Encryption Companies Throwing Shade Keeps Everyone in the Dark - p4bl0
http://motherboard.vice.com/read/encryption-companies-throwing-shade-keeps-everyone-in-the-dark

======
higherpurpose
I applaud Whatsapp for even considering this, but I would not trust it for
now, and not just because it's closed source. But they need to allow users to
authenticate each other somehow, and they also need to change their privacy
policy to match the technical change in encryption. Right now Whatsapp's
privacy policy still says Whatsapp can intercept your messages. That's
completely incompatible with the idea of end-to-end encryption also found in
Signal. So unless they also change that, then they can't be trusted when they
say the encryption is just as good as Signal's.
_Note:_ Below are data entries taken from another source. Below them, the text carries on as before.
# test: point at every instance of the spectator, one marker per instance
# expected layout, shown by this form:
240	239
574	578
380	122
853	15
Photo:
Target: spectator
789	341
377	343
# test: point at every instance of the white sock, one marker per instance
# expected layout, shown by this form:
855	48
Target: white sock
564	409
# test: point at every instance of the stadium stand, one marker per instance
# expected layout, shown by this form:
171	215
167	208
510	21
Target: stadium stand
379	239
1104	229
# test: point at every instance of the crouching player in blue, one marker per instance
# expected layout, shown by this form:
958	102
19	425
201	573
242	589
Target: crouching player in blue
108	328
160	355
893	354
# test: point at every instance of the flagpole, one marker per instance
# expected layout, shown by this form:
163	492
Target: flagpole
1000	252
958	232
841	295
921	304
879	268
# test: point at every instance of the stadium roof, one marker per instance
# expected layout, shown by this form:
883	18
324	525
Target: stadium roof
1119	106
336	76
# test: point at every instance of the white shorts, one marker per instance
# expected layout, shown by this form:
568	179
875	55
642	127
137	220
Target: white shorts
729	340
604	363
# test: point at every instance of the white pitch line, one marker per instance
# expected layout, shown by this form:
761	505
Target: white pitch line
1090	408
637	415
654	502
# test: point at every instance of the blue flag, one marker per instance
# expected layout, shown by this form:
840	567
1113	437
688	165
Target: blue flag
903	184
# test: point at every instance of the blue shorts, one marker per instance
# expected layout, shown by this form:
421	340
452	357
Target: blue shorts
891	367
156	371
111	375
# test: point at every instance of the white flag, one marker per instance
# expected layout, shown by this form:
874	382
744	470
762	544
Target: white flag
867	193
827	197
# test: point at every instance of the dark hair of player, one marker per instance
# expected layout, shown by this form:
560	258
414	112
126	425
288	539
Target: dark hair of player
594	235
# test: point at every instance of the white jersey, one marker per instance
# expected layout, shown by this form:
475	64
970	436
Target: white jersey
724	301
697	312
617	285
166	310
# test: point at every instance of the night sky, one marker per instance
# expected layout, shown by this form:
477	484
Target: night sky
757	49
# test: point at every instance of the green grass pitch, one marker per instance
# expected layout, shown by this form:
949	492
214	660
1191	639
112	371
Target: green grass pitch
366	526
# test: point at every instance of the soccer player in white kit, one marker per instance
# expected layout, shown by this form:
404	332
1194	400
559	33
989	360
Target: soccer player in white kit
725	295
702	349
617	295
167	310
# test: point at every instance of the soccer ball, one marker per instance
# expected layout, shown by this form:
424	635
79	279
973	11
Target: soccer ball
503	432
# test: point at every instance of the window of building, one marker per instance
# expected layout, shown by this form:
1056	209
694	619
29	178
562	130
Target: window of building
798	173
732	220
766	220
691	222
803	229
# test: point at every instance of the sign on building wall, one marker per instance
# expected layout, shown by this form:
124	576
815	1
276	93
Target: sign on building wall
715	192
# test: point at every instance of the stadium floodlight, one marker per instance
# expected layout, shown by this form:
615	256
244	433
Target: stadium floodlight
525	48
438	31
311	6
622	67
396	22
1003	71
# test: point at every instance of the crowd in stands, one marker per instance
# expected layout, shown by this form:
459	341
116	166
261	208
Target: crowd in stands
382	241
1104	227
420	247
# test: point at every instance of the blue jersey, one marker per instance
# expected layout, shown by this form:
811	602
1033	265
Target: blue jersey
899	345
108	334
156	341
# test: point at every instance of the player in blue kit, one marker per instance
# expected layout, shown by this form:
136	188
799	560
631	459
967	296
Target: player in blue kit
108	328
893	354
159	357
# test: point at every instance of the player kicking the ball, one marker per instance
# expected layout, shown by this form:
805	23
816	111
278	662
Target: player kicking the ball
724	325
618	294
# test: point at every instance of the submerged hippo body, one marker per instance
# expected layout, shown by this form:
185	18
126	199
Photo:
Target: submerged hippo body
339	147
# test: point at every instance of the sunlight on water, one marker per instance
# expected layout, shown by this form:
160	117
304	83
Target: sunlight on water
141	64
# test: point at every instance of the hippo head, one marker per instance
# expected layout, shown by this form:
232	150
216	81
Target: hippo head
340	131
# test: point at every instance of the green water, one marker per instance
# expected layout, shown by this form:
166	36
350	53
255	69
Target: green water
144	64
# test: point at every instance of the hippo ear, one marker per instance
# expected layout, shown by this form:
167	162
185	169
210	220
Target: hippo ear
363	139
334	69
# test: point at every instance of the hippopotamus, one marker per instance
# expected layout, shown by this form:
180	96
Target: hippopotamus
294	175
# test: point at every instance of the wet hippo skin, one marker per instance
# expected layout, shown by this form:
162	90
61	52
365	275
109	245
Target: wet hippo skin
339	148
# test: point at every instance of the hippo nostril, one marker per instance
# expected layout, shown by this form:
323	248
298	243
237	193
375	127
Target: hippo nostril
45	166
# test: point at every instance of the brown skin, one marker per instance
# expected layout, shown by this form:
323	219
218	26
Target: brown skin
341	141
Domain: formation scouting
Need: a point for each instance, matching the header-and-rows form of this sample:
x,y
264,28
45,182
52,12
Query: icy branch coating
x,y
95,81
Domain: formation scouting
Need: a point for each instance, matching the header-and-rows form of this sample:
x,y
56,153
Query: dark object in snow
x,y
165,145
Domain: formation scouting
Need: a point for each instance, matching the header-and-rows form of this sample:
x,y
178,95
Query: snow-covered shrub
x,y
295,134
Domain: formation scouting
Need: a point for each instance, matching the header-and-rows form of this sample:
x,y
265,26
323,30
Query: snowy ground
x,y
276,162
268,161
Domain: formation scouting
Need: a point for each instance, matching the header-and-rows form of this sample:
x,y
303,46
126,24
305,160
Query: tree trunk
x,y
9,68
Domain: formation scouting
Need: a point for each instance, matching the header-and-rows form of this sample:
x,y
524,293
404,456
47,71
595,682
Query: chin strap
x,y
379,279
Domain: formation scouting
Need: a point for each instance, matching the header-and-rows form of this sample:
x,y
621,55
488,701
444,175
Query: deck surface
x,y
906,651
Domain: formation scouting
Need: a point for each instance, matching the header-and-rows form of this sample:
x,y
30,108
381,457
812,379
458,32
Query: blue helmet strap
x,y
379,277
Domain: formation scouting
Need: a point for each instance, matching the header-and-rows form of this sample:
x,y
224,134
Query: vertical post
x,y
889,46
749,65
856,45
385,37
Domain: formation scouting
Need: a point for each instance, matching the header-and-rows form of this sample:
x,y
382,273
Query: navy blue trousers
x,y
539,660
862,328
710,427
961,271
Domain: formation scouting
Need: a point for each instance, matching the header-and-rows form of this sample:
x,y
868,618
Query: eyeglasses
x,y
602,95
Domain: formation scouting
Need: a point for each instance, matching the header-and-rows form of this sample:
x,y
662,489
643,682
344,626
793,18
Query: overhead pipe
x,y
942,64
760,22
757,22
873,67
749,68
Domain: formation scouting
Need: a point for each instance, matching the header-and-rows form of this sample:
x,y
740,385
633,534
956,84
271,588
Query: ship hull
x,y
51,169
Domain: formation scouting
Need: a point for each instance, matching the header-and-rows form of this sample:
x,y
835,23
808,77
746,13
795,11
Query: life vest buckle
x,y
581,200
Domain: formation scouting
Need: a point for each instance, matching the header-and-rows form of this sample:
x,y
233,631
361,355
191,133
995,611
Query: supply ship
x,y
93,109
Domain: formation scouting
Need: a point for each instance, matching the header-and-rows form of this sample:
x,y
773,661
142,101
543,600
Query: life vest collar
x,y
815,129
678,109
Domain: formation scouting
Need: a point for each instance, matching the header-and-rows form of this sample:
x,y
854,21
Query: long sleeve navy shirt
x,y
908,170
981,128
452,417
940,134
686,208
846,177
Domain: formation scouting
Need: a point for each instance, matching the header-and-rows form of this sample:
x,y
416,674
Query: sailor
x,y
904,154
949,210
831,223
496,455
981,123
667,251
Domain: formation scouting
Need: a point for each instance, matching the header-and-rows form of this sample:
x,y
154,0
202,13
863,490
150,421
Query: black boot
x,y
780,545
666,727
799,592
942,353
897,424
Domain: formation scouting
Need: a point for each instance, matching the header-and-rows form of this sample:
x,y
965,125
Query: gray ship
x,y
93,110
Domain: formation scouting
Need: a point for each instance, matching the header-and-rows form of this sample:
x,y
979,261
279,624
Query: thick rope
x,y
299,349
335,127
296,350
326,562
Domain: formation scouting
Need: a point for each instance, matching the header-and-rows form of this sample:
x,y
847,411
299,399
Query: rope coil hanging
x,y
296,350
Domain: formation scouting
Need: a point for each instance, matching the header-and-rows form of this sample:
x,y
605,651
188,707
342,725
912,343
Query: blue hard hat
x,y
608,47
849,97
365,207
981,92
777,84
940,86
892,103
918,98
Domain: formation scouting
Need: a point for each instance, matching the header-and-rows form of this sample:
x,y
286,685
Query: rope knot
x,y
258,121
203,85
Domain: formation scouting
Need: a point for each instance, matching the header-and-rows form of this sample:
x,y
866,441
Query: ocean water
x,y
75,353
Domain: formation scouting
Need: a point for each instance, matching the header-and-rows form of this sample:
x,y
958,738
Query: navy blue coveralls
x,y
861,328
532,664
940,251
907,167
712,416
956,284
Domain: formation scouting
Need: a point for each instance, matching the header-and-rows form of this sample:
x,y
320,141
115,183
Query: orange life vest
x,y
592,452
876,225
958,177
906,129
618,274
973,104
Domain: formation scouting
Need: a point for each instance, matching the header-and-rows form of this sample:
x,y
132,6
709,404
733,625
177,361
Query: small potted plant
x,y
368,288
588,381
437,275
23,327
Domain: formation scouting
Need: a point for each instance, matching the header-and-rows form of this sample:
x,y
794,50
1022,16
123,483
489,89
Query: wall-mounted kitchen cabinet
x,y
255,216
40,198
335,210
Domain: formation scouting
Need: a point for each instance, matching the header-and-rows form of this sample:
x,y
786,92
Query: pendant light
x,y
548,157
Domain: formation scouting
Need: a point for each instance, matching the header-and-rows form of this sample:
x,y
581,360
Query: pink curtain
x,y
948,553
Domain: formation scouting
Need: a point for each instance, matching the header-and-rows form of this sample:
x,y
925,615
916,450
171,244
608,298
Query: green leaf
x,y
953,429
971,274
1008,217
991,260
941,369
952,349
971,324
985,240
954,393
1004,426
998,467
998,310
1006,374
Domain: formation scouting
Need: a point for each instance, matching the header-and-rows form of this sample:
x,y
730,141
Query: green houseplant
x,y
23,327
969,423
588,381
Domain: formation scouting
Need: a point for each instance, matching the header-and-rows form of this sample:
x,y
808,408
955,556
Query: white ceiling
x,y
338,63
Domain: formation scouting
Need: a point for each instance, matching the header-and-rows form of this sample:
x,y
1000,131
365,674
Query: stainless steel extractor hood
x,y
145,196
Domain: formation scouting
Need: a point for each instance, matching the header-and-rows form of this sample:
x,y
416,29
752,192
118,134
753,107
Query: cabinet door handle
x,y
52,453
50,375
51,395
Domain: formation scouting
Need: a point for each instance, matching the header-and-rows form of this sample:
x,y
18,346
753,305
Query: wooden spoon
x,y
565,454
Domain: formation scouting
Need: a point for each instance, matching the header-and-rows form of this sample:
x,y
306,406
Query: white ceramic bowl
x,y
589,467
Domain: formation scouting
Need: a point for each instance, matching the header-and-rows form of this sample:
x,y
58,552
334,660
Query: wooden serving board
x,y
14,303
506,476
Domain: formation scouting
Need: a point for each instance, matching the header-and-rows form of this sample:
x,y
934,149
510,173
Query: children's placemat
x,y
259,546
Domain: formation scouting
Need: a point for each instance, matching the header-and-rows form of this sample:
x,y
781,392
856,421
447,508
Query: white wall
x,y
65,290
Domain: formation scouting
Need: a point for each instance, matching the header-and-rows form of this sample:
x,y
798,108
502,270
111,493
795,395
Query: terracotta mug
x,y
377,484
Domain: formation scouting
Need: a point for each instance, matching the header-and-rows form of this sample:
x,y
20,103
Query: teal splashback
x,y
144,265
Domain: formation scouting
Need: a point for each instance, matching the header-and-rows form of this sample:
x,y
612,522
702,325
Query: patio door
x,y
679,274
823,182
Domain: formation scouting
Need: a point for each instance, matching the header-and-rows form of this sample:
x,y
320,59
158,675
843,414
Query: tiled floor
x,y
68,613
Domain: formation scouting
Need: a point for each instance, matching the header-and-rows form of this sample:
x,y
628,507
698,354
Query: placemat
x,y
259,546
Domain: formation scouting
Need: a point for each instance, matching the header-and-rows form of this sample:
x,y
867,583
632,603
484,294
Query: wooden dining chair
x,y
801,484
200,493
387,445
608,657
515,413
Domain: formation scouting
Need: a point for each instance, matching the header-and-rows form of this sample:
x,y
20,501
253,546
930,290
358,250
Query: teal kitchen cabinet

Another alarming thing is that Whatsapp has in fact not posted _anything_
about this. So as far as they're concerned they've never officially stated
that Whatsapp uses end-to-end encryption. It was only Moxie the one who
claimed that. Not that I don't believe Moxie, but at some point if Whatapp is
discovered to have given the data to some evil dictator (or the FBI) they can
just say "hey, I don't know where you got this idea that we can't see your
messages ourselves, but we can." And they'd be legally covered by the
unchanged privacy policy, too.

So if Whatsapp wants the benefit of everyone saying how secure it is for using
Axolotl, then they should first _commit_ to that.